Outcomes for lupus patients will
continue to improve as a result of a new collaborator joining the Monash lupus research
group at the School of Clinical
Sciences at Monash Health (SCS).
The global biopharmaceutical
company Janssen Research & Development, LLC (Janssen)
will participate in the Lupus Low Disease Activity State (LLDAS) Study, an
international, multi-centre study investigating whether attaining LLDAS is
associated with improved outcomes in patients with Systemic Lupus Erythematosus
(SLE).
Janssen joins existing
collaborators, UCB Biopharma SPRL and GlaxoSmithKline (GSK) to fund
research led by Professor
Eric Morand, Head of SCS and Head of Rheumatology at Monash Health, to develop and validate
treatment targets in lupus.
“Our research will validate for
the first time a treatment target in lupus,” said Professor Morand.
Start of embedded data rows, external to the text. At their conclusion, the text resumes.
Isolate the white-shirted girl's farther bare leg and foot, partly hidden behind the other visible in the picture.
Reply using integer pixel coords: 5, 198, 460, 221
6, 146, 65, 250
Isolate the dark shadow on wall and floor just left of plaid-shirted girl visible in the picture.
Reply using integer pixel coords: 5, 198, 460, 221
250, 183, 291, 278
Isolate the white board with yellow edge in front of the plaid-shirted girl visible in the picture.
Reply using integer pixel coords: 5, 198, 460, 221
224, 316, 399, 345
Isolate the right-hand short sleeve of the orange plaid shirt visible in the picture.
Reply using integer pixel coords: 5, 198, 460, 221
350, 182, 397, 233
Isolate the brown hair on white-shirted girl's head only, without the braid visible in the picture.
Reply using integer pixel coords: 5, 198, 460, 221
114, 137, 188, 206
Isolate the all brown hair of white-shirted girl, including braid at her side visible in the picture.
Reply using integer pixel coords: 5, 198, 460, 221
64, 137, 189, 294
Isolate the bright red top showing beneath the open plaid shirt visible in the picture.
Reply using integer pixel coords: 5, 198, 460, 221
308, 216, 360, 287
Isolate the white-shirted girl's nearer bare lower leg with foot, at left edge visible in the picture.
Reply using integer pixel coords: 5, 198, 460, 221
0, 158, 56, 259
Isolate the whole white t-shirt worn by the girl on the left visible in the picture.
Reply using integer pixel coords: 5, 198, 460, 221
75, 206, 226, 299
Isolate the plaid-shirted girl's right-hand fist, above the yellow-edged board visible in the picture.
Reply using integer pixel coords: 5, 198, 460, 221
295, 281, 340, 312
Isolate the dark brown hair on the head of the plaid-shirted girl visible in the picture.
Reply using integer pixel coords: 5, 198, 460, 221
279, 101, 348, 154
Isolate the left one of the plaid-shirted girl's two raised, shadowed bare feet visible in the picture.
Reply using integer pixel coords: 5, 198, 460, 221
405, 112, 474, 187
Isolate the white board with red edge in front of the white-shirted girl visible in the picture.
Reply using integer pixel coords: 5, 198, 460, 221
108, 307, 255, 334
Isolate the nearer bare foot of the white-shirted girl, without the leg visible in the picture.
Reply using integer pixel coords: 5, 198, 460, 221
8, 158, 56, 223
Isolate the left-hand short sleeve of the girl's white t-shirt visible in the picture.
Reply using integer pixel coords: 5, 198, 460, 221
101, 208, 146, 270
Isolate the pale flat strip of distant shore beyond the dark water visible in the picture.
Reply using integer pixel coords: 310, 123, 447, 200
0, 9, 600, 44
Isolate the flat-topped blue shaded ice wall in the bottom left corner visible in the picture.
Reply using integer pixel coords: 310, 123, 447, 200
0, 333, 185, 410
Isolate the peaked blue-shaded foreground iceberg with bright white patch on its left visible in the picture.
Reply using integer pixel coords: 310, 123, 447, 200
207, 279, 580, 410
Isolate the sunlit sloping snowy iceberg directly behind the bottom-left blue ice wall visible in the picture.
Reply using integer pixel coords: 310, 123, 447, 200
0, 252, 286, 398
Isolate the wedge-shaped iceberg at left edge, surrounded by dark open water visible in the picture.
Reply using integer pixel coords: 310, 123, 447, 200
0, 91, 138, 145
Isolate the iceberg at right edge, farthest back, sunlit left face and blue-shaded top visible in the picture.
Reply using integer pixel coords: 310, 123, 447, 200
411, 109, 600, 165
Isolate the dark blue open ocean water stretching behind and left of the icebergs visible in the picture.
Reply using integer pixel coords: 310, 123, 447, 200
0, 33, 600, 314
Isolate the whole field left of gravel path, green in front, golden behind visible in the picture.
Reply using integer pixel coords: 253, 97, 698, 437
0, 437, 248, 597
In the Monash-led study by the
Asia Pacific Lupus Collaboration (APLC), investigators have devised a new way
to simply measure responses to treatment in lupus.
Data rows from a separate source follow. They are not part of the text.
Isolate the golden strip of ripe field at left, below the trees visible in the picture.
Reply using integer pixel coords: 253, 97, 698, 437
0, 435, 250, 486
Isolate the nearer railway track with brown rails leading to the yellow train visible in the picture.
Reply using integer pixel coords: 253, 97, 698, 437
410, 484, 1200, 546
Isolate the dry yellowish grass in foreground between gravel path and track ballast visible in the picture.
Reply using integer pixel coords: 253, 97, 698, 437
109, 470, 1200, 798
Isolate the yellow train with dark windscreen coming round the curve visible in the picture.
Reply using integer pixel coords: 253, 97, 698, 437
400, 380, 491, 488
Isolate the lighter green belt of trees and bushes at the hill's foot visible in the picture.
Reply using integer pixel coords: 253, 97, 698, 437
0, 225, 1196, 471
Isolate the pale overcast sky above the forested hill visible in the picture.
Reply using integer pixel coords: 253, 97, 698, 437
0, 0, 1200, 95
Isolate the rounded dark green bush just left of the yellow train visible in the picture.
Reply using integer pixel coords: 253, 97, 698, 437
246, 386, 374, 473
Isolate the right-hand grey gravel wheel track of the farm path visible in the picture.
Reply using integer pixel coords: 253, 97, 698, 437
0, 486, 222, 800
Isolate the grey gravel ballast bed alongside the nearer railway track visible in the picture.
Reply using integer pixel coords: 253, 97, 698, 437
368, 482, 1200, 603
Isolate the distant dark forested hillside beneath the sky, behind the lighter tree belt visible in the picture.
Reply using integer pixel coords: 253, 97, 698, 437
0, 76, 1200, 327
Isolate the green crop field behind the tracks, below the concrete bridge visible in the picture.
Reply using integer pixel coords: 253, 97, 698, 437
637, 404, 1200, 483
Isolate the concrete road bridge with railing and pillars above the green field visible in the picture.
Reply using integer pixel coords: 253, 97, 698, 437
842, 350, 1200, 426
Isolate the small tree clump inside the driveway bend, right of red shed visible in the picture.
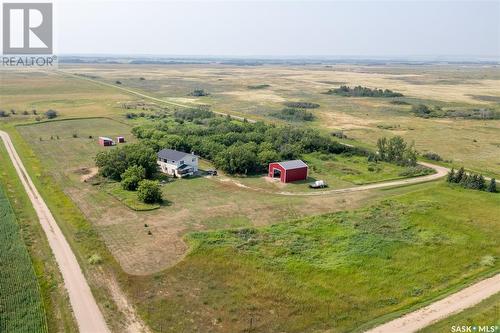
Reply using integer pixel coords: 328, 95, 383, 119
368, 136, 418, 167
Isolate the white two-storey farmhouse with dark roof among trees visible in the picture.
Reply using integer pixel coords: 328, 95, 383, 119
157, 149, 198, 177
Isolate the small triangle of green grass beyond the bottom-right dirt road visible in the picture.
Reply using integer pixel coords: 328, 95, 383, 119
420, 294, 500, 333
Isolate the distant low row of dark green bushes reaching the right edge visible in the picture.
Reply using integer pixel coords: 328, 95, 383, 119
411, 104, 500, 119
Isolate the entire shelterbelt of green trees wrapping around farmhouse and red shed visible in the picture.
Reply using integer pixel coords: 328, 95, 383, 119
96, 109, 431, 189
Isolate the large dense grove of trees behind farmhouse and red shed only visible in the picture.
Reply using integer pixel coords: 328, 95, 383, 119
133, 110, 360, 174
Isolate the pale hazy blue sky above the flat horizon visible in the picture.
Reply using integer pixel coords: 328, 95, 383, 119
54, 0, 500, 59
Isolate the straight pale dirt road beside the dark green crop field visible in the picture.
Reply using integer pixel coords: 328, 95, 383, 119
0, 131, 109, 333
“This funding will support the
APLC validation of this method, and when validated, we expect our treatment
target will be used in clinical trials and in clinical practice to drive better
outcomes for patients,” added Professor Morand.
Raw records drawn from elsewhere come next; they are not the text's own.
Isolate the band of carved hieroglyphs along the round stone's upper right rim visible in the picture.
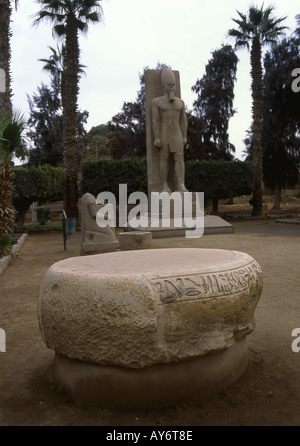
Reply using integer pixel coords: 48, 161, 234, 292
153, 262, 261, 303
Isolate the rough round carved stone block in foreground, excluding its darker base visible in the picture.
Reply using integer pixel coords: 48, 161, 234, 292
38, 248, 262, 368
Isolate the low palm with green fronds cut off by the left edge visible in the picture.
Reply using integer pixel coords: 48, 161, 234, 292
0, 111, 27, 237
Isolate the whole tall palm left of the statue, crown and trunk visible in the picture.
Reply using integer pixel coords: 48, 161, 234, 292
35, 0, 102, 218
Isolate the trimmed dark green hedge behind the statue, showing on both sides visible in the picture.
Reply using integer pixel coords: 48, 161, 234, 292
80, 158, 253, 211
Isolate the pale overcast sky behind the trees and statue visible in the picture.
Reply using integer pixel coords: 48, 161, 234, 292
12, 0, 300, 159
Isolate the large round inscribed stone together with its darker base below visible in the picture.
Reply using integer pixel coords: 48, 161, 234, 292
38, 248, 262, 408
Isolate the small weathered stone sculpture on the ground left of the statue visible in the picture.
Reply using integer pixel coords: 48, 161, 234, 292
80, 193, 119, 255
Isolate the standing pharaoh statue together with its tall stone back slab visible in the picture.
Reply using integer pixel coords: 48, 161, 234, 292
145, 66, 187, 196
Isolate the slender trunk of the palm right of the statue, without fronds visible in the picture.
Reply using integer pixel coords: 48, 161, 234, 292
251, 38, 263, 217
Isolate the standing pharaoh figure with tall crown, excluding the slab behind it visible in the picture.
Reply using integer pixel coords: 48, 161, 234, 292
152, 66, 187, 193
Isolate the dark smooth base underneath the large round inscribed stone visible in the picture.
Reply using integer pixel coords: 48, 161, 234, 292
55, 338, 248, 409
Since recruiting their first
patient more than two years ago, the LLDAS study has recently achieved their
first milestone—1873 patients have been enrolled and their baseline data has
been collected, cleaned and analysed.
The research team is now focussed
on achieving their next milestone, collecting the longitudinal data of this
same cohort of patients.
Professor Morand said that this
study will create one of the largest data sets on lupus patients ever
collected.
“This data has a huge number of
other potential uses in research that will be of interest to academics,
clinicians, patients, government and industry,” he added.
The first stage of this important
research study was published last week in Annals of the Rheumatic
Diseases, the leading journal in the field of rheumatology.